In turn, this should bring about another important argument – one which can be hugely popular across Scotland. We are entering a global economic crisis that may be worse than the Great Depression. Future essays will deal with the need for a new economic case for independence, but the key question for now is a simple one: who is going to pay?
Are we seriously going to continue to spend billions on nuclear weapons while millions of people endure the effects of the economic meltdown? Or are we going to take the opportunity to recast what is really important in our society? Are we going to make a new social order that prioritises people’s health and wellbeing? I believe the latter is not only morally correct, but will carry the majority of the society with it.
While opposition to Trident can be found across constitutional divisions, it is arguably the independence movement that is most able to carry such an argument. It is this movement who can argue with credibility, having held the position for so long. But more importantly it is this – the biggest social movement in modern Scottish history – that can bring the discussion into households, workplaces and communities. And, with Trident renewal locked into Labour, Tory and Lib Dem alike in Westminster, it is in Scotland where a breakthrough can be made.
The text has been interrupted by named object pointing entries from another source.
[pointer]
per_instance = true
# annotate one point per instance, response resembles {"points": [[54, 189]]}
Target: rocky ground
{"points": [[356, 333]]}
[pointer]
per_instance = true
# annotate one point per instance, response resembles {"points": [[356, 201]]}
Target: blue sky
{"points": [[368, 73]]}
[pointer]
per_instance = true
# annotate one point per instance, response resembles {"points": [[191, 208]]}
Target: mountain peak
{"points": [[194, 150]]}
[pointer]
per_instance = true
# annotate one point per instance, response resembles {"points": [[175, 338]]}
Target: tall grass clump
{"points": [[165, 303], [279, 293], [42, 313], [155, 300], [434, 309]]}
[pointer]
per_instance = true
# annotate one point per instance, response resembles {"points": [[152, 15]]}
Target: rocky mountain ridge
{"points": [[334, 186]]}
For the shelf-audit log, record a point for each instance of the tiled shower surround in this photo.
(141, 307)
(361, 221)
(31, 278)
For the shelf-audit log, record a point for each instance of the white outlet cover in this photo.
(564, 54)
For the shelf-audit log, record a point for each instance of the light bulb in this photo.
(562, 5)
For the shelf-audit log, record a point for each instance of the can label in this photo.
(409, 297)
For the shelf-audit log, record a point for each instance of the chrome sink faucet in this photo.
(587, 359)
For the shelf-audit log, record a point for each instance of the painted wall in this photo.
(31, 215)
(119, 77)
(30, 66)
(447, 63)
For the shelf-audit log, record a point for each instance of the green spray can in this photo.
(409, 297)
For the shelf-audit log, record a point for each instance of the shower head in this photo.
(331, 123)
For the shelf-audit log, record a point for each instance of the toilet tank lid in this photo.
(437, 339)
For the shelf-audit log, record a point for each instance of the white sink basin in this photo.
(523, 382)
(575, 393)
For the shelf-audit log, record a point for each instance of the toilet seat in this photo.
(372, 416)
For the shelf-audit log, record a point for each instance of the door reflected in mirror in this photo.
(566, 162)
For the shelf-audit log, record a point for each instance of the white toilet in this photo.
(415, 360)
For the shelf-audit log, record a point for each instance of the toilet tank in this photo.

Trident is an issue that has been raised before, can be raised during, and should be mobilised around after the Coronavirus. It exposes the irrationality of Westminster’s priorities. It exposes the difference between ‘national security’ and human security. It exposes the misrule Scots have laboured under at the hands of governments they didn’t vote for. It binds together the veterans of the movement with the new social elements that will join in the coming years.
The case against Trident also reveals the broader nature of the independence cause, one based on peace and economic justice. It opens up the question of national sovereignty from a progressive vantage. It is a democratic question – one which we can embrace with moral fortitude. And it suggests that the people of Scotland might have different international ambitions than the disastrous British foreign policy establishment.
Dust down the ‘bairns not bombs’ and the ‘fund NHS not Trident’ badges and placards. They are going to take on new meaning in the post-Coronavirus landscape. And it provides an enduring moral foundation to the independence cause, that shows consistency of principle, and a forward looking vision for the future that puts peoples welfare before weapons and warfare.